If you own a dog that’s perennially feeling cold, it’s important to get them a dog coat to wear. This will help your canine companion feel warmer than they would wear just a blanket. Coats are great as they’re super easy to slip on and off, and they can be adjusted depending on how cold your pup is feeling. Dog coats are also far easier to wash than blankets, making them ideal for pups who love water.
Due to the way dogs sweat, bathing them can help regulate their body temperature. However, you will need to be careful when bathing your pet, as inexperienced dog owners often end up with their dog soaked in water. If they feel too cold after a bath is finished, put them in a heated blanket wrapped around them until they dry off.
Dry, Warm Places to Rest
If your dog is feeling cold, it must have a warm place to rest. Please encourage them to take shelter in a dry, warm spot. You can offer them blankets or towels for their comfort here.

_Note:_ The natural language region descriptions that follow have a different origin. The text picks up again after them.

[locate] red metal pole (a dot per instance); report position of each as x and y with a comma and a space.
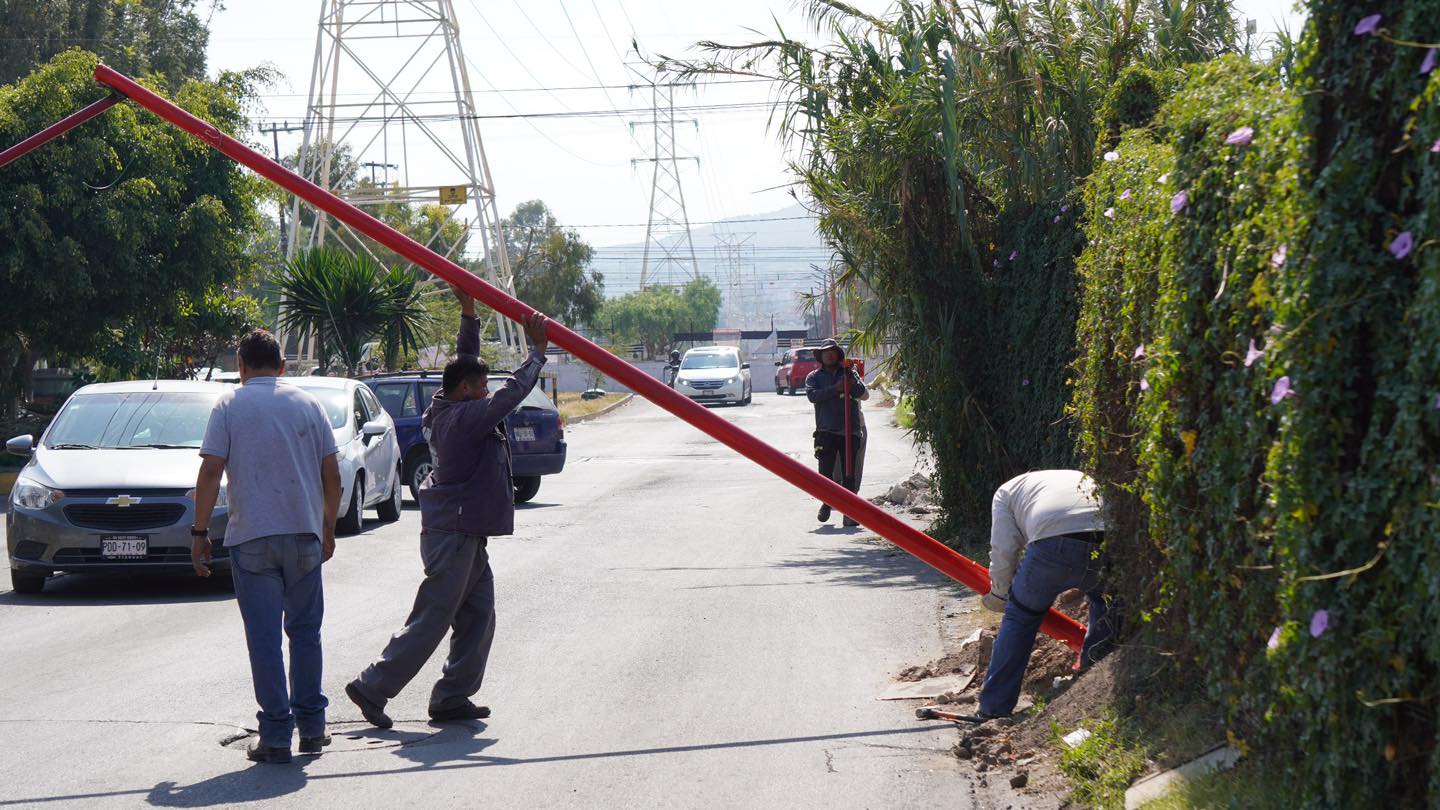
926, 548
59, 128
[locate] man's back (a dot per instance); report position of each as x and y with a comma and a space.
272, 437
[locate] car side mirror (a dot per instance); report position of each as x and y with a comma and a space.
20, 446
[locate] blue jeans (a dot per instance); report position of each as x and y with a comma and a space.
1049, 568
277, 584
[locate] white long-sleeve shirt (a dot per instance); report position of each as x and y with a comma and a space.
1036, 506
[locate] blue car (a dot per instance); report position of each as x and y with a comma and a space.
536, 430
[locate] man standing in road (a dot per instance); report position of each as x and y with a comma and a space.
467, 499
1053, 519
274, 444
827, 388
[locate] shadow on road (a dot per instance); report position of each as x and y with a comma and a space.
870, 564
257, 783
81, 590
454, 750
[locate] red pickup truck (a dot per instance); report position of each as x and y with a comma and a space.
792, 368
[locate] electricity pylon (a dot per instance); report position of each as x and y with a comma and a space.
668, 247
372, 92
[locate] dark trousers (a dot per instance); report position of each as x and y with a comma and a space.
830, 451
458, 593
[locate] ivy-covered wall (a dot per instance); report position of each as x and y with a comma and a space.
1257, 386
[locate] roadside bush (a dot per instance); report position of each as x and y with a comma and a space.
1275, 486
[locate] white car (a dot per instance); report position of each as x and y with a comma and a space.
714, 374
369, 450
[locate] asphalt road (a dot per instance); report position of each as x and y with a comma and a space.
674, 632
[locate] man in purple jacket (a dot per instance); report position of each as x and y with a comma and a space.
467, 499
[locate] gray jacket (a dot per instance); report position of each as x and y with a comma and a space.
470, 487
830, 408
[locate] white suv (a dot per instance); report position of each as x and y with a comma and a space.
714, 374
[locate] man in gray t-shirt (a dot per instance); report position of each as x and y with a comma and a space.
274, 444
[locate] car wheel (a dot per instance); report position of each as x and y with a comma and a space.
352, 521
526, 487
389, 509
26, 582
421, 467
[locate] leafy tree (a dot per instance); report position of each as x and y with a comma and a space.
549, 265
653, 314
111, 225
347, 301
163, 38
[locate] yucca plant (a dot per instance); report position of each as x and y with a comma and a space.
349, 300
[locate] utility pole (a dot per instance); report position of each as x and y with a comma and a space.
668, 245
274, 131
385, 69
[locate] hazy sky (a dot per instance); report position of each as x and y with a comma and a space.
581, 166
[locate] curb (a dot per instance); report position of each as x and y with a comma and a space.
601, 412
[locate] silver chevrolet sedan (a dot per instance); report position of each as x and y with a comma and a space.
110, 484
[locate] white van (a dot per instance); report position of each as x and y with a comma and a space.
714, 374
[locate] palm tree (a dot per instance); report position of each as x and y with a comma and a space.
346, 301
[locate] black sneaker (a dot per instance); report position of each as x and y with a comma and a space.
271, 754
465, 711
313, 744
373, 714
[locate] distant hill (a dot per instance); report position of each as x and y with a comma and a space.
772, 265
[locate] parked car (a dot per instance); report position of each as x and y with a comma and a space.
110, 484
792, 368
369, 448
714, 374
534, 430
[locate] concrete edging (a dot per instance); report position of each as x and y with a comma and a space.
601, 412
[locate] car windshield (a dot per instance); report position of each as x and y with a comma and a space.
339, 404
151, 418
534, 399
710, 362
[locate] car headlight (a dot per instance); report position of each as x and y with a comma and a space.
221, 500
32, 495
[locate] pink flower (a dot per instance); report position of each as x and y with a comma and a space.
1253, 353
1368, 25
1280, 391
1242, 136
1403, 244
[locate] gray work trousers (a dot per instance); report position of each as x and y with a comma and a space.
458, 593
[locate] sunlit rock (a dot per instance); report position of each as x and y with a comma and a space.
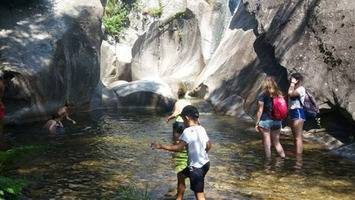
53, 46
144, 93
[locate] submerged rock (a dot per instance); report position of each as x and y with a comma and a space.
144, 93
347, 151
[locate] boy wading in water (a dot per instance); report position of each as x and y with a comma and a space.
198, 144
180, 158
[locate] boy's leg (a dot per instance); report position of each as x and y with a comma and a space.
181, 186
200, 195
197, 181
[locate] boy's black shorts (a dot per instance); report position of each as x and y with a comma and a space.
197, 177
178, 127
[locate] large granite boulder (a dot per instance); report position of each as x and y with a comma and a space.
311, 37
53, 46
315, 38
144, 93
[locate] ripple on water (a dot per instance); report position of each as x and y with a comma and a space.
94, 162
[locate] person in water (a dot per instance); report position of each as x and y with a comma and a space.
264, 124
297, 93
180, 158
198, 144
4, 82
54, 126
65, 111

Remember to keep the temperature regulated! As warm as you might be feeling, your dog is probably feeling just as cold, if not colder. Make sure they’re comfortable in their area and have a warm, dry place to rest.
Stay With Them
If your dog feels very cold, you may want to consider staying with them. This will allow you a chance to monitor their temperature and make sure they don’t become hypothermic or get frostbite. If this is something you’d like to do, make sure the temperature is regulated and your canine friend still has a way of getting comfortable. It’s also a good idea to have a vet on hand in case anything goes wrong.
Don’t Forget Your Puppy!
If you want to ensure your dog is never left alone when it’s cold outside, make sure they have somewhere comfortable to lie down in when they’re feeling chilly. If you place them with a blanket on, they’ll be unable to regulate their temperature and may suffer hypothermia or frostbite.
Are Dogs Allergic to a Blanket?
Yes, dogs can be allergic to blankets.
Your dog can be allergic to something in the material their blanket is made from. There are two types of allergies, one is a food allergy, and the other is environmental allergy. A blanket can fall into the environmental class. If your dog is scratching due to a blanket, it’s likely experiencing an environmental allergy. If this is the case, they’ll probably be responding to many things in their environment. The symptoms will also likely affect other parts of their body.
If your dog is scratching due to a blanket, it’s recommended you take them to the vet. The vet will ask you questions about your dog and how it responded to the blanket. From there, they should be able to tell if it’s an allergy or not. If so, this might be something you need to avoid entirely rather than just switch the blanket materials. In this case, it’s recommended you speak to a professional.
If you’re concerned about your dog feeling cold, make sure, they’re inside during the cold days of winter. If you own a dog that’s prone to feeling chilly, make sure they have somewhere warm to rest on those chilly days. It’s also important to remember not all breeds enjoy baths, and some dogs may be more susceptible than others.